In Italy there are 12,482 potentially contaminated areas: 38 are considered highly polluted.
Indeed, the “Ronchi” decree (1997) was established to distinguish and declare them Sites of National Interest (SIN). The work concerns three SIN sites located in central Italy – the municipalities of Bussi sul Tirino and Piano d’Orta in Abruzzo, Terni and the small hamlet of Papigno in Umbria, and Orbetello in Tuscany.
All of these sites are located near naturalistic and tourist areas, where there are similar levels of pollution. All three SIN sites have former factories of the Montecatini company, the main cause of pollution being active or abandoned chemical poles, asbestos in a pulverised state, and huge waste dumps that arise in the valleys or are stationed underground.
This work is a deep study about Italian territory that has been polluted during the first half of the 20th century by the Montecatini company. It was an important and historic Italian chemical company founded in 1888 in Florence – the company mainly made chemical fertilisers, ammonia, sulphuric acid and other similar products. It ceased its activity in 1966 following its incorporation into Edison and the consequent birth of the Montecatini Edison group, later Montedison.

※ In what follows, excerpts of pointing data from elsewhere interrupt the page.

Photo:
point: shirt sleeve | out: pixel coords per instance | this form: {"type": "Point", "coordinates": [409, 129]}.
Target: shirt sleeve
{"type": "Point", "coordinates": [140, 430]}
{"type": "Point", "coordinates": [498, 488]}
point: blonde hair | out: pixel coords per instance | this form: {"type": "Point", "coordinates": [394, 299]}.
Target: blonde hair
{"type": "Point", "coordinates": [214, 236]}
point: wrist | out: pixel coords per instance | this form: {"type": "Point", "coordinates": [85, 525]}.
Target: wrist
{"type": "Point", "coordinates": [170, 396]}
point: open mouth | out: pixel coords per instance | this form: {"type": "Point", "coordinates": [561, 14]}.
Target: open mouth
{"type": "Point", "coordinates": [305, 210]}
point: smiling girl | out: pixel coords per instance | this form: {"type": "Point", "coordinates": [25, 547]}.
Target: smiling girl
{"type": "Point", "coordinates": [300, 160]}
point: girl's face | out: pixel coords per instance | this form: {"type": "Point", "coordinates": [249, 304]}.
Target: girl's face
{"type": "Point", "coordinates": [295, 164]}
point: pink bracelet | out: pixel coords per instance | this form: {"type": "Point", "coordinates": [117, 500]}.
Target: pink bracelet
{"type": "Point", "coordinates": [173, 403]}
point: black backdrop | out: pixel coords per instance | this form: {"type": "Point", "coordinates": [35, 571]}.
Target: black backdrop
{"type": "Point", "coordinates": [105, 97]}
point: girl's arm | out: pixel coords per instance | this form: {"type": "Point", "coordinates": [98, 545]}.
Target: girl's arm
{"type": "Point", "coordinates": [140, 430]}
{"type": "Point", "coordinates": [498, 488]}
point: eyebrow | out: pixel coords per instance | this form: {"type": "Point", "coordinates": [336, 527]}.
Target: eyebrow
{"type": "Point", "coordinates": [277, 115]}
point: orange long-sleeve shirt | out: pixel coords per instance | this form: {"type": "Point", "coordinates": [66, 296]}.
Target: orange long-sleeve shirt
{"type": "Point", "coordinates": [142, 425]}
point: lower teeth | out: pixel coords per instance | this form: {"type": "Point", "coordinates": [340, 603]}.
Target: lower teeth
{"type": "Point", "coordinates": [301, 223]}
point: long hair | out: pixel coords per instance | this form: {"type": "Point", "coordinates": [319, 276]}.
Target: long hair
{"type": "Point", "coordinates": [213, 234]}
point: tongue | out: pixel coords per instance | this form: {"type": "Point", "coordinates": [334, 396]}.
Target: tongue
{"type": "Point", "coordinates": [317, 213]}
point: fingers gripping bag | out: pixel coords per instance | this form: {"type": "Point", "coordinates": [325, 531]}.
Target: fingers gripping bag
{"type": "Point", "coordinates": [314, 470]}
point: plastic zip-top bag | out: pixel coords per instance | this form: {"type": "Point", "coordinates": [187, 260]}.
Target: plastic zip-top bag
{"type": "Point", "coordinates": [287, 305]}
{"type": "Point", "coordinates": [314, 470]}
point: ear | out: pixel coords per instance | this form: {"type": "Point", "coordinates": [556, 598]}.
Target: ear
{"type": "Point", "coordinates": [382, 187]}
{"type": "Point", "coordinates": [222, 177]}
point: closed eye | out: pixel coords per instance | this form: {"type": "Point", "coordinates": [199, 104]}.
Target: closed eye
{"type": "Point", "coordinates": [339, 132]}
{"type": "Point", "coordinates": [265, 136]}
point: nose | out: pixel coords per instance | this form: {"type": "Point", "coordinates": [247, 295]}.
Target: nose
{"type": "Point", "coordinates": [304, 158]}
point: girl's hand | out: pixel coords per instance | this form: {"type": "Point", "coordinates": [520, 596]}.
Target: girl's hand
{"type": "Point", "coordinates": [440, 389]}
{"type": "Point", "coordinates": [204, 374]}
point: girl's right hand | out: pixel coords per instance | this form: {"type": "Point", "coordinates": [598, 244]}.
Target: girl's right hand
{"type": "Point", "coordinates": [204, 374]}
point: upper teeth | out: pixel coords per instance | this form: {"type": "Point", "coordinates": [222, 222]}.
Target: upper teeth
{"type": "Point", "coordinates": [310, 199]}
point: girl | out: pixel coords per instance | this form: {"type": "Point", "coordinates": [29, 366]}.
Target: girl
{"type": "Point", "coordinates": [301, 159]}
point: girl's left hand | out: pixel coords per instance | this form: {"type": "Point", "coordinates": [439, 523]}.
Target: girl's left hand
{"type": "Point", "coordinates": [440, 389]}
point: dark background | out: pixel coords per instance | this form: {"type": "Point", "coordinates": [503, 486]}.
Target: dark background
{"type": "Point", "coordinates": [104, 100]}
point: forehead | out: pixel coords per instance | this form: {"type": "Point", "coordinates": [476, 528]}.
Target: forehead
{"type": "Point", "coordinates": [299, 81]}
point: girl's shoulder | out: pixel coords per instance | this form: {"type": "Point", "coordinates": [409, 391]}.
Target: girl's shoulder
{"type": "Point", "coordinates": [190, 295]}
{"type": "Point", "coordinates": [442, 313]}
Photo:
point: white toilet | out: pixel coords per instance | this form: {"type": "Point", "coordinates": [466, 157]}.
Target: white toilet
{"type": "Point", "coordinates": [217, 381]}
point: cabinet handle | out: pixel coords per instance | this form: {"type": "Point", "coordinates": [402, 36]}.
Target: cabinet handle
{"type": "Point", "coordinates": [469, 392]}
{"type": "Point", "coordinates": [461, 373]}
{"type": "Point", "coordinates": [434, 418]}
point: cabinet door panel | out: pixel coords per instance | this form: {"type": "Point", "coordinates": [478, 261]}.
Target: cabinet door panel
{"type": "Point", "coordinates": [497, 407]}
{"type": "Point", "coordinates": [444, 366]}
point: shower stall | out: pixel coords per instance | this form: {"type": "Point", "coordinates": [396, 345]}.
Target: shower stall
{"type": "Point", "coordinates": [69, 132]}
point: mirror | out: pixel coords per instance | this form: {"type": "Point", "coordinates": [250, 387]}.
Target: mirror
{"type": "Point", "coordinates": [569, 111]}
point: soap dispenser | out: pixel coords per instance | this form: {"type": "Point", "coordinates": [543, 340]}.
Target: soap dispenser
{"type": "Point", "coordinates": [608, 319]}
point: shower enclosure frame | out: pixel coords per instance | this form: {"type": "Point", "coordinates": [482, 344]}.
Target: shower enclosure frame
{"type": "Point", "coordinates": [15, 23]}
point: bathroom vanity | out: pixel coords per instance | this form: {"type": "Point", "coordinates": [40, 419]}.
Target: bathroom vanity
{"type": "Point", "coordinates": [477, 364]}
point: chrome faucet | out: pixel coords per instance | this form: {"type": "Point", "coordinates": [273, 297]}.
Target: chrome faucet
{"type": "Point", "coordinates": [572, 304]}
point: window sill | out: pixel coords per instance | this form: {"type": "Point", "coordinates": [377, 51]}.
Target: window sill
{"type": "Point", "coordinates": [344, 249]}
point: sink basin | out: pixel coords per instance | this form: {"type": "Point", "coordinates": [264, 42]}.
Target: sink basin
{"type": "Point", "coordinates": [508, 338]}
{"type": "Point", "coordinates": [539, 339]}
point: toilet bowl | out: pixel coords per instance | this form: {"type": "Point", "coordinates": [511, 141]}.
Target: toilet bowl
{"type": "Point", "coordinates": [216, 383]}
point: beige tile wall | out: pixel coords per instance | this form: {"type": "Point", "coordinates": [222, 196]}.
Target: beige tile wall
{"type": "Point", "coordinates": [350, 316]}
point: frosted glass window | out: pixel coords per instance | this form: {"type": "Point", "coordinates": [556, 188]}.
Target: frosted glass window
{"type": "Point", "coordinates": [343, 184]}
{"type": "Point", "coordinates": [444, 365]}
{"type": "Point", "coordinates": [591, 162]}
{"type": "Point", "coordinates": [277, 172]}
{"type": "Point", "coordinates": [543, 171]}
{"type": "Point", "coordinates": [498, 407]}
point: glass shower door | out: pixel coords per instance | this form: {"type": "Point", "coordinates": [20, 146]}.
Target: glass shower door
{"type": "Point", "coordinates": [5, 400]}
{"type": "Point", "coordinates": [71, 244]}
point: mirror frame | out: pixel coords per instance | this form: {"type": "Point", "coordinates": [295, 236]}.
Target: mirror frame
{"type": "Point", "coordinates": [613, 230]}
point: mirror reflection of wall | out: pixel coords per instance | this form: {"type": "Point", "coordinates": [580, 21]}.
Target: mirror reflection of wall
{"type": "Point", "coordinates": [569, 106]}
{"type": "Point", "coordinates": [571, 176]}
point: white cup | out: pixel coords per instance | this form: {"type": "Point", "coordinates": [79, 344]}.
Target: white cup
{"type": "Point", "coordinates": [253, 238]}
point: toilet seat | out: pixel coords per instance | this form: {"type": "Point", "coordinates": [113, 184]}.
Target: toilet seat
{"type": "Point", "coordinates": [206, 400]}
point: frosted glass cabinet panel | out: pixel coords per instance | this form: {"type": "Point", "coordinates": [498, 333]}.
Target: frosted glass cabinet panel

You can read and find out more about this history here and view a collection of historical pictures and advertising campaigns. The first helps to better understand the difference between past and present while the second helps to understand how ignorance is one of the most negative conditions that people can assume, and how the media can often confuse ideas rather than clarify them.
I was born in Rome in 1997. I became interested in photography in 2016 and took some evening courses at a photographic academy. From that moment, I decided to devote myself entirely to the study of visual arts. The year after I started a degree in photography at the Istituto Europeo di Design in Rome where I graduated from in September 2020.